I watched McFarland USA [2015] tonight; one of the best movies I’ve seen this year.
IMDB:
http://www.imdb.com/title/tt2097298/?ref_=nv_sr_1
McFarland, California, in 1987, was a place where the townspeople were there because they had nowhere else to go. Pickers, mainly; not unlike the people of the San Quintin valley of Baja, Mexico. Kids waking up at 4:30a to go pick in the fields until it’s time for school; after school they run to the fields and pick until dark, so that their families can survive. They don’t get paid by the hour, they get paid by the field. They pick because their parents pick, and that’s the only life they’ve ever known; and the only life they ever expect to have. Pickers, all of their lives.
Here, in America. Land of the Free. Home of the Brave.
We forget this, those of us who have lived with the electronic luxury of America all of our lives. I am of the opinion that we will have to address this forgetfulness when we stand before our Creator.

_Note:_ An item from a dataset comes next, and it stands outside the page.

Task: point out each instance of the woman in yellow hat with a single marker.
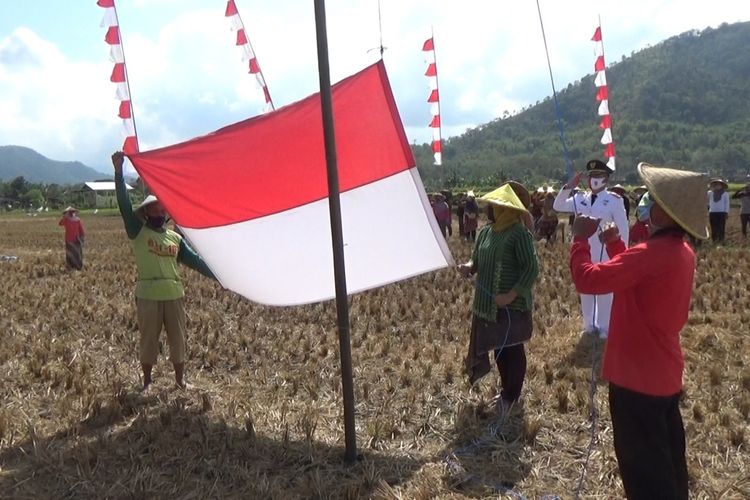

A high-school coach named Jim White [Coach Blanco] came to McFarland because he had a temper management problem; and it was the only job he could find. After a couple months he watched these kids running through the fields and decided to create a Cross-Country running team. Seven high school kids who had been working their hearts out for years, and happened to be very fast. White convinced these kids that they had more heart than any of the privileged Cross-Country teams competing in California; and that they actually had a chance to become winners.

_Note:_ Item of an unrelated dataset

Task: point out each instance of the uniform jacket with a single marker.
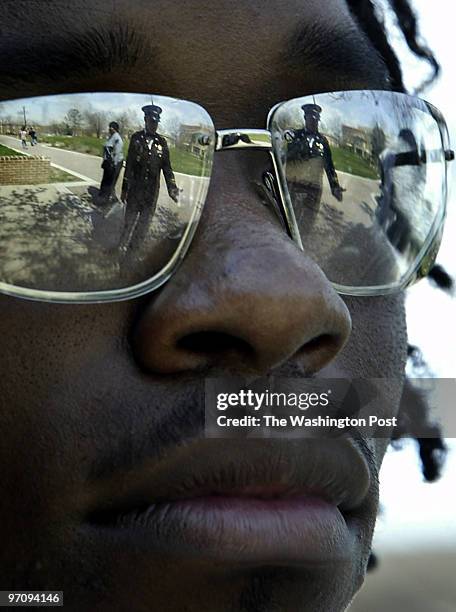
(145, 159)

The kids, through a LOT of hard work, realized they could be something no one else in their town’s history had become—a champion. The kids changed the town. And the town changed the Coach and his family; they learned the true meaning of Home and Family. The father’s role to eat with his family, and to listen to the stories of their lives, rather than making other things more important.
I didn’t watch the debates tonight; there is nothing that either candidate could say that would change my opinion of them. They don’t represent McFarland, or any of the hundreds [thousands?] of McFarlands scattered across this country. The people who have been ostracized by privilege; the people who harvest the food this country eats. Many/most of them have brown skin. Many won’t ever own land; many won’t ever have the luxury of a television—it isn’t needed; many won’t read books. A book won’t help you pick crops. I spent an incredibly long/short time on a wheat ranch in Eastern Oregon when I was 16; my Dad wanted me to learn how to work. His old friend, a wheat rancher who probably followed in his family’s steps, could never understand why I carried a paperback book to read when I’d finished a chore; I don’t know that he ever read. I couldn’t get the idea that I was supposed to go from one chore to the next one. I learned how to stall a caterpillar tractor in a steeply-plowed field. Also learned to crawl into a Combine, and replace bad ‘teeth’.
The experiment wasn’t successful.
My brain is full; I really don’t know how to end this one.